「会社経営者だった最初の夫が残した金を使い、当時大学生だった達比古の大学に入学して近づいたんだ。」
「え!?湖亀さんおいくつだったのですか!?」
「最初の夫と結婚した時は、16だった。今と違って、昔の女性は16歳で結婚が可能だったからな。」
「僕と同じ年!?」
「凛と同じ年の時に、それだけ悪行の限りを尽くせるとは、大したタマだぜ!」
「ああ、したたかなメギツネだ!愛人を保護者にして、大学に入学し、持ち前の美貌で、簡単に達比古の恋人になった。」
「え!?愛人もいるのに恋人って―――――――2股になるじゃないですか!?」
「2股はない。
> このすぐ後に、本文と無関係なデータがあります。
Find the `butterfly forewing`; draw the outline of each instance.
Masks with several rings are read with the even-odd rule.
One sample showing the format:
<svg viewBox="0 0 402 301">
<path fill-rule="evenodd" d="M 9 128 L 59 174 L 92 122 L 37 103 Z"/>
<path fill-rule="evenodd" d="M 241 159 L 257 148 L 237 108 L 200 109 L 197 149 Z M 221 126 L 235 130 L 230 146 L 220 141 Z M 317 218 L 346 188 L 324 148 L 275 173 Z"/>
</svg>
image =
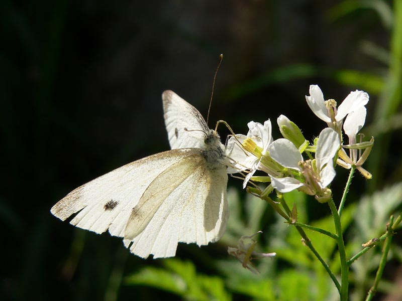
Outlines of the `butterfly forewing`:
<svg viewBox="0 0 402 301">
<path fill-rule="evenodd" d="M 199 165 L 183 182 L 174 182 L 145 229 L 125 244 L 141 257 L 159 258 L 174 256 L 179 242 L 203 245 L 219 240 L 229 217 L 227 183 L 224 169 Z"/>
<path fill-rule="evenodd" d="M 210 130 L 199 112 L 172 91 L 165 91 L 162 99 L 170 147 L 204 147 L 205 133 Z"/>
<path fill-rule="evenodd" d="M 179 242 L 198 245 L 223 235 L 229 217 L 227 158 L 199 112 L 171 91 L 162 94 L 171 150 L 138 160 L 78 187 L 52 213 L 82 229 L 124 237 L 146 258 L 174 256 Z"/>
<path fill-rule="evenodd" d="M 71 224 L 97 233 L 109 228 L 112 235 L 124 236 L 131 212 L 147 187 L 170 166 L 194 152 L 193 149 L 168 150 L 122 166 L 73 190 L 51 212 L 65 220 L 79 211 Z"/>
</svg>

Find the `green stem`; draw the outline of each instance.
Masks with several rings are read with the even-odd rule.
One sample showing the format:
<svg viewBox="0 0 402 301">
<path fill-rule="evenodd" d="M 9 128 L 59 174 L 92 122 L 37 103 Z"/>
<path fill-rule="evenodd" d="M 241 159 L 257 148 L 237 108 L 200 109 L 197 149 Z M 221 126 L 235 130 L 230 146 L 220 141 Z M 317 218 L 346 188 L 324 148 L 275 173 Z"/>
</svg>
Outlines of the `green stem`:
<svg viewBox="0 0 402 301">
<path fill-rule="evenodd" d="M 353 178 L 353 174 L 354 174 L 356 168 L 352 166 L 350 169 L 350 172 L 349 173 L 349 178 L 348 178 L 348 181 L 346 182 L 346 185 L 345 186 L 345 190 L 343 191 L 343 195 L 342 195 L 342 200 L 341 200 L 341 204 L 339 205 L 339 208 L 338 209 L 338 215 L 340 217 L 342 214 L 342 209 L 343 209 L 343 206 L 345 205 L 345 202 L 346 201 L 346 196 L 349 192 L 349 188 L 350 186 L 350 183 L 352 183 L 352 179 Z"/>
<path fill-rule="evenodd" d="M 284 199 L 283 199 L 283 197 L 281 197 L 279 198 L 279 200 L 280 200 L 280 203 L 282 205 L 282 206 L 283 207 L 283 209 L 285 209 L 285 211 L 288 213 L 290 216 L 291 212 L 290 209 L 289 208 L 289 206 L 287 206 L 287 204 L 286 203 Z M 336 278 L 336 277 L 335 277 L 335 275 L 334 274 L 334 273 L 333 273 L 332 271 L 331 270 L 328 264 L 325 262 L 325 260 L 323 259 L 323 257 L 322 257 L 321 255 L 320 255 L 320 253 L 317 252 L 317 250 L 316 250 L 316 248 L 314 247 L 311 242 L 311 240 L 310 240 L 310 239 L 307 236 L 307 234 L 306 234 L 306 232 L 303 230 L 303 228 L 301 228 L 300 226 L 296 226 L 295 225 L 295 226 L 296 227 L 296 229 L 303 238 L 303 241 L 305 244 L 310 249 L 312 252 L 313 252 L 313 253 L 315 255 L 316 257 L 317 257 L 318 260 L 321 263 L 321 264 L 323 265 L 323 266 L 324 266 L 325 270 L 327 271 L 327 272 L 330 275 L 330 277 L 331 277 L 331 278 L 332 279 L 332 281 L 335 284 L 337 289 L 340 293 L 341 285 L 339 284 L 339 282 L 338 281 L 338 279 Z"/>
<path fill-rule="evenodd" d="M 257 188 L 254 188 L 254 187 L 251 187 L 250 186 L 248 186 L 247 188 L 247 192 L 251 193 L 253 195 L 254 195 L 258 198 L 260 198 L 262 200 L 264 200 L 265 202 L 268 203 L 269 205 L 271 205 L 274 210 L 276 211 L 279 214 L 282 216 L 283 218 L 285 220 L 287 220 L 289 219 L 289 216 L 286 215 L 286 214 L 283 212 L 283 210 L 280 209 L 279 206 L 278 206 L 278 204 L 273 201 L 273 200 L 271 199 L 268 195 L 266 195 L 264 196 L 261 196 L 261 191 L 259 189 Z"/>
<path fill-rule="evenodd" d="M 396 218 L 395 222 L 392 225 L 392 229 L 395 229 L 399 225 L 401 222 L 402 222 L 402 215 L 399 215 Z M 369 245 L 365 247 L 364 249 L 359 252 L 359 253 L 353 256 L 349 260 L 348 260 L 348 265 L 350 266 L 352 263 L 353 263 L 357 258 L 368 251 L 370 249 L 374 246 L 375 246 L 380 242 L 385 240 L 385 239 L 388 237 L 389 235 L 389 233 L 388 233 L 388 232 L 382 234 L 379 238 L 376 239 L 375 242 L 373 242 L 372 243 L 371 243 Z M 391 235 L 393 235 L 393 233 L 391 234 Z"/>
<path fill-rule="evenodd" d="M 301 228 L 305 228 L 306 229 L 308 229 L 309 230 L 311 230 L 312 231 L 315 231 L 316 232 L 320 232 L 320 233 L 324 234 L 325 235 L 327 235 L 327 236 L 329 236 L 331 238 L 333 238 L 336 240 L 338 239 L 338 235 L 337 235 L 335 233 L 330 232 L 329 231 L 327 231 L 326 230 L 324 230 L 323 229 L 321 229 L 321 228 L 317 228 L 316 227 L 313 227 L 313 226 L 310 226 L 310 225 L 306 225 L 306 224 L 299 223 L 298 222 L 295 222 L 294 223 L 292 223 L 292 224 L 293 225 L 294 225 L 296 227 L 301 227 Z"/>
<path fill-rule="evenodd" d="M 349 265 L 346 260 L 346 251 L 345 249 L 345 243 L 343 241 L 343 233 L 341 224 L 341 218 L 338 214 L 336 206 L 332 199 L 328 201 L 328 205 L 332 212 L 334 223 L 335 225 L 336 234 L 338 235 L 337 242 L 341 259 L 341 291 L 340 292 L 341 301 L 348 299 L 348 290 L 349 288 Z"/>
<path fill-rule="evenodd" d="M 374 281 L 374 284 L 370 288 L 367 293 L 366 301 L 370 301 L 370 300 L 371 300 L 377 292 L 377 287 L 378 286 L 378 283 L 380 282 L 380 280 L 381 280 L 381 277 L 382 276 L 382 272 L 384 271 L 384 268 L 385 267 L 386 259 L 388 257 L 388 252 L 389 251 L 389 247 L 391 246 L 391 242 L 392 241 L 392 235 L 393 235 L 393 229 L 392 228 L 393 216 L 391 216 L 391 218 L 389 220 L 389 222 L 387 225 L 386 234 L 387 235 L 385 239 L 385 242 L 384 244 L 384 249 L 382 252 L 382 256 L 381 256 L 380 265 L 378 266 L 378 269 L 377 270 L 377 273 L 375 274 L 375 279 Z"/>
<path fill-rule="evenodd" d="M 321 255 L 320 255 L 320 253 L 317 252 L 317 250 L 316 250 L 316 248 L 313 245 L 313 244 L 311 242 L 311 240 L 310 240 L 310 238 L 307 237 L 307 235 L 306 234 L 306 232 L 304 231 L 303 229 L 298 226 L 296 226 L 296 229 L 297 230 L 300 235 L 301 236 L 301 237 L 303 238 L 303 242 L 304 244 L 310 249 L 310 250 L 313 252 L 313 253 L 316 256 L 317 258 L 319 260 L 319 261 L 321 263 L 321 264 L 323 265 L 325 270 L 327 271 L 327 272 L 331 277 L 331 278 L 332 279 L 332 281 L 334 282 L 334 283 L 335 284 L 338 291 L 340 293 L 341 292 L 341 285 L 339 284 L 339 282 L 338 281 L 338 279 L 336 278 L 336 277 L 334 274 L 334 273 L 332 272 L 332 271 L 331 270 L 331 268 L 330 268 L 329 266 L 325 262 L 325 261 L 323 259 L 323 257 L 321 257 Z"/>
</svg>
湖亀の愛人が湖亀の保護者代理になって間もなく、変死してるからな!」
「変死!?」
思わず瑞希お兄ちゃんの顔を見れば、眉間にしわが寄っていた。
何とも言えない気持ちになり、自然と、仲間達と顔を見合わせる私。
その上で、恐る恐る言葉にした。
「・・・それ、檜扇湖亀達が始末したように思えるんですけど?」
「わしもそう思ってる!」
「ええ!?鳥恒師範!さすがに人殺しは―――――――・・・・・」
「ありえるぞ、良信!!最初の夫を精神的に追い詰めて衰弱死させてる!金のためなら、手段は選ばん一族だからな!」
その言葉に、誰も反論できなかった。
それだけ、ここまで聞いた高野湖亀の人物像が強烈だったから。
「今の話は、最初の夫の件は、わしが成人してから直接ご兄弟達に聞いた話だ!あとになってから知った話だよ!!わしよりも先に、その事実を調べ上げ、知ってしまったおじい様達の心中を考えると――――――――――はらわたが煮えくり返る!!」
そう叫ぶ鳥恒先生の目は、血走っていた。
目を離すことが出来ず、話に聞き入る私達。